12

We have a server application which is facing TCP exhaustion problems at around 4000 connections. This will occur every 3 or 4 weeks (approximately). The vendor, which has created this server application tells us after examining the output of netstat -b that some connections are remaining open even if the clients have dropped.

I've been given the task of investigating why a particular client application is not closing the TCP connection properly. I'm of the belief that if a client computer is shut down, that it can not POSSIBLY report from the server that a TCP connection is still established with that client. Unfortunately, I can not find any information to validate my view. I don't want to waste any more time investigating a potential problem that I don't think can even be a problem.

tldr;

Can a server report an established connection to a computer that is turned off?

Josh Smeaton
  • 1,340
  • 2
  • 19
  • 31

3 Answers3

13

TCP makes no effort to detect a dead connection except on a side that is transmitting data. It is the responsibility of the application code calling into the TCP stack to do this. What protocol is involved here? (The one on top of TCP.)

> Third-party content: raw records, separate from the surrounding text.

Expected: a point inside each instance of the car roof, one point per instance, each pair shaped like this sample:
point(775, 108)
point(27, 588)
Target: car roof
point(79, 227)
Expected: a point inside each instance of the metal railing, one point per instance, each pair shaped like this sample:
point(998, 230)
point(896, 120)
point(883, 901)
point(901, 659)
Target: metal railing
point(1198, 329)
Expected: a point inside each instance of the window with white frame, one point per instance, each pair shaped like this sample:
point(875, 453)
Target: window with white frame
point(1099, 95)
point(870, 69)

It's a horrifically ugly "solution", but you can enable TCP keepalives. There's more in this article.

David Schwartz
  • 31,449
  • 2
  • 55
  • 84
  • You probably meant layer and its the session layer on top of transport layer, which is where TCP resides. – Rilindo Dec 07 '11 at 01:38
  • 1
    @Rilindo: In practice, and in this particular case, you have an application making calls to the TCP stack. The protocol on top of TCP (HTTP, POP, or whatever) typically specifies how to do this, because the designers of those protocols knew that TCP couldn't do this itself. – David Schwartz Dec 07 '11 at 01:43
  • Whoops, my mistake. Its layer 7, then. – Rilindo Dec 07 '11 at 01:45
  • I'm not going to enable keepalives at this point, but it's handy to know the option exists. That article seems to suggest there already exists a 2 hour time out.. AFAIK, connections are being kept open for days/weeks. – Josh Smeaton Dec 07 '11 at 04:15
  • Most likely, keepalives are not enabled. Some piece of code has to enable them. It sounds like the application is just plain broken if it doesn't even enable keepalives and has no timeout/reap mechanism. What protocol are we talking about? (HTTP? SMTP? FTP?) – David Schwartz Dec 07 '11 at 04:45
  • The servers from this particular vendor implement keep-alives with a protocol they call ADDP. It just so happens that this client does not connect to this server with ADDP (it's optional). The communication protocol is a custom socket based messaging protocol for those wondering. We're logging a ticket with the vendor to fix the client app. Thanks for the direction! – Josh Smeaton Dec 07 '11 at 22:35
8

Yes it is possible. As David and Paul stated in their answers, there's no mechanism in TCP (other than TCP keep-alives, which are optional) to detect a half-open connection. It's up to the application vendor to determine the state of the connection and to take appropriate action accordingly.

As far as TCP is concerned there's no detection of or distinction between a half-open connection and a long idle connection.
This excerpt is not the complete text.